Emo: The hated subgenre and subculture | Sunday Observer

Emo: The hated subgenre and subculture

18 April, 2021

Emo, initially a shorter way to refer to Emotive Hardcore, is a genre of music that had a strong surge of popularity in the early 2000s thanks to incredibly successful bands like My Chemical Romance, Paramore, Fall Out Boy and Jimmy Eats World. But thanks to the relatively young internet, it evolved into a subculture with its own distinctive style, fashion and attitude. While the Emo music genre was relatively popular for its time, it was this aesthetic expression that became one of the first popular internet movements.

Emo music, as it was first developed in 80’s America, had a drastically different sound compared to what it is more commonly known by. Not even labelled as Emo back then, the basis for the genre was raw and emotional, but was far more political. Inherently anarchical and counter-cultural, the genre resonated with the rebellious youth of the time.


However, as it grew in popularity, the genre leaned more into the emotional and confessional type songs, abandoning the political angle and the aggressiveness. Now formally dubbed as Emo, from the full title of ‘Emotive Hardcore’, its new sound was vastly more attractive to the youth of the 90’s. Bands like Jimmy Eats World were instrumental in bringing Emo onto the mainstream, popularising this new edgier yet more accessible sound.

This darker genre drew closer association with the Goth movement giving rise to acts like My Chemical Romance and Thirty Seconds to Mars. However, once the 2000s rolled around, Emo would evolve once more.
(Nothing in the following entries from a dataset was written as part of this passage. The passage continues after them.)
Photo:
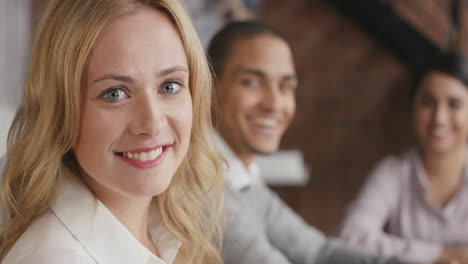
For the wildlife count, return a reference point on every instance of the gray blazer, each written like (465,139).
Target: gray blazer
(262,229)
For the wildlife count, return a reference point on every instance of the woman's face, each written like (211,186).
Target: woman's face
(136,113)
(441,113)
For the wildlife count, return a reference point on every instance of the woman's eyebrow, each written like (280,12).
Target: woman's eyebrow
(128,79)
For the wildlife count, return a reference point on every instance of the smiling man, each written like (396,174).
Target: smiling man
(256,84)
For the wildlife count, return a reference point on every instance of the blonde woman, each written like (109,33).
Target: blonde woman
(108,159)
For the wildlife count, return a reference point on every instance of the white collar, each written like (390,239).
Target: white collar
(236,174)
(103,236)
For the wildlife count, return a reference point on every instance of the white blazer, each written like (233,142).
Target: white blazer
(80,229)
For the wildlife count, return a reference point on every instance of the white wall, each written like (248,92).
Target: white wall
(14,49)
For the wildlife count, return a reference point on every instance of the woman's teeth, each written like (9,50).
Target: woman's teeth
(144,156)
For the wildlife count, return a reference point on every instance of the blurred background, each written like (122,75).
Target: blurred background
(355,61)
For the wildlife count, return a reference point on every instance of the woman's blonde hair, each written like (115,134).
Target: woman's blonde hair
(46,125)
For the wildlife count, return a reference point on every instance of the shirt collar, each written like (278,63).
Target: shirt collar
(421,178)
(235,173)
(103,236)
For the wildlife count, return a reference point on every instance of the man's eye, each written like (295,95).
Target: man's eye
(170,87)
(114,94)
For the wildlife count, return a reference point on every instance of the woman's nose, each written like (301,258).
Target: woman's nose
(147,117)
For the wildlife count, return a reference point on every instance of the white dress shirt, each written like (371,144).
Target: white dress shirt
(236,174)
(80,229)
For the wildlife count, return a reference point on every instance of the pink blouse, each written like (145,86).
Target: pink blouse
(394,215)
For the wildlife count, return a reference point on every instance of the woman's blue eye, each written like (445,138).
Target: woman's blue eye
(170,87)
(114,94)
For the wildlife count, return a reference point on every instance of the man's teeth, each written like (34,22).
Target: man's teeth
(144,156)
(266,122)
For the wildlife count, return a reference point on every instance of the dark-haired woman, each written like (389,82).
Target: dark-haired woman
(415,206)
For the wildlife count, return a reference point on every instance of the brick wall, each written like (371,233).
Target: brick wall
(352,105)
With bands like MCR, Thirty Seconds to Mars and Jimmy Eats World proving to be platinum level artists with massive fanbases, mainstream record labels took notice. More and more emo bands would be signed on the bandwagon and this proliferation and popularity eventually gave rise to Emo-Pop. Combining the attitude of Emo with elements of punk and pop rock, the most commercial version of Emo was developed in the mid-2000s, most popularly by bands like Fall Out Boy, Panic! At the Disco and Paramore. Now, in a period of time that the internet was in common use by the public, Emo-Pop spread like wildfire across the web.
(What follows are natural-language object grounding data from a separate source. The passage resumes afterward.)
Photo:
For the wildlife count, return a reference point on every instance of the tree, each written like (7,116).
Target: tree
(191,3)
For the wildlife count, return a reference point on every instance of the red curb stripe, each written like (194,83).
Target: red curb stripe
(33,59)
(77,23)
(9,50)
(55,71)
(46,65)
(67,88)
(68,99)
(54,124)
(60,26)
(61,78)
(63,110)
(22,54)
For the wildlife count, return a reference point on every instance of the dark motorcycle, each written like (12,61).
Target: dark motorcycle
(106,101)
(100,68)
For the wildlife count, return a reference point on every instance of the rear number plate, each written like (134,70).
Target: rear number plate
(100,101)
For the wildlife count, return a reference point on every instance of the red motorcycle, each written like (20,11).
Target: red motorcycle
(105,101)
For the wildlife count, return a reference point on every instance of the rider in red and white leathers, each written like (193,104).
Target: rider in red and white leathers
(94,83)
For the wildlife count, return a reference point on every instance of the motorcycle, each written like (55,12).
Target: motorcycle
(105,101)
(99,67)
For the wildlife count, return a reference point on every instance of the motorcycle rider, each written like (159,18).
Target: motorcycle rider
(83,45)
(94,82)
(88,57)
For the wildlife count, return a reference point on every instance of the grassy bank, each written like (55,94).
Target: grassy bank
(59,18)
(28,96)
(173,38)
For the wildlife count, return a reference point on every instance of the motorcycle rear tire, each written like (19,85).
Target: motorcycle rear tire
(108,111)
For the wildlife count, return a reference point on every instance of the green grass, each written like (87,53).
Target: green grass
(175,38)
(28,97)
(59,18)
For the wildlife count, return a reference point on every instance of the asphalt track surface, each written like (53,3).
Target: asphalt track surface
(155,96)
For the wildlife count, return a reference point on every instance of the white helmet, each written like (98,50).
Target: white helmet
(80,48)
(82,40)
Popular with teens and preteens, Emo-pop is what comes to mind when people usually think of Emo. Fans of the genre resonated with the depressed, introspective and emotional lyrics as well the Gothic aesthetic.

Emo Teen

Dubbed by the public as Emos, generally used derogatorily, these young fans expressed themselves in a very distinct and recognisable way, especially on the internet; giving rise to arguably the first internet subcultural movement. The stereotypical Emo Teen would dress in mostly black, usually also clad in black makeup and hair dye.
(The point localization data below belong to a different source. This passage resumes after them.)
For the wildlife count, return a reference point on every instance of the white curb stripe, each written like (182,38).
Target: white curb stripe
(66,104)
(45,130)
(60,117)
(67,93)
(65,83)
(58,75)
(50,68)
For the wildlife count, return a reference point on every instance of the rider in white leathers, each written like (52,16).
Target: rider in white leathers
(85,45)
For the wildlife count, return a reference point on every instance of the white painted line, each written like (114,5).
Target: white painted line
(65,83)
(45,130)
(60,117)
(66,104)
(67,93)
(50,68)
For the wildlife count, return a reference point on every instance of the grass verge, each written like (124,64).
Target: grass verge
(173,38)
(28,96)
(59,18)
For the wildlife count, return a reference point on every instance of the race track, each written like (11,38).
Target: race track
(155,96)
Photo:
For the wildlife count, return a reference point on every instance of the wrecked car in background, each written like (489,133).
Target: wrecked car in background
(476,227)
They would be characterised by their moody and introverted behaviour, sometimes superficially intellectual and self-conscious. This perceived whininess and antisocial behaviour drew ire from many, often in the form of physical violence and public humiliation. Depression, self-harm and suicide was closely associated with Emo, and in a time before mental health was taken seriously, this was also openly mocked.

A side effect of this being that anyone who suffered from mental health or expressed themselves with any sense of sensitivity or angst would be dismissed and mocked as Emo, regardless of the legitimacy of their issues or their association with the subculture.

Nowadays, Emo is more or less dead, at least as a subculture. Some musical acts continue making music in the Emo genre but most wish to distance themselves from it, including acts like Panic! and MCR which were vital parts of Emo.

The backlash towards Emo lasted for far longer than Emo ever did. Even now, the Emo Teen is a common stereotype to be openly mocked by the mainstream media. An acceptable target.

There has been no significant redemption for the

Emo as a subculture, and it continues to be vilified to this day by an active and vitriolic hatedom.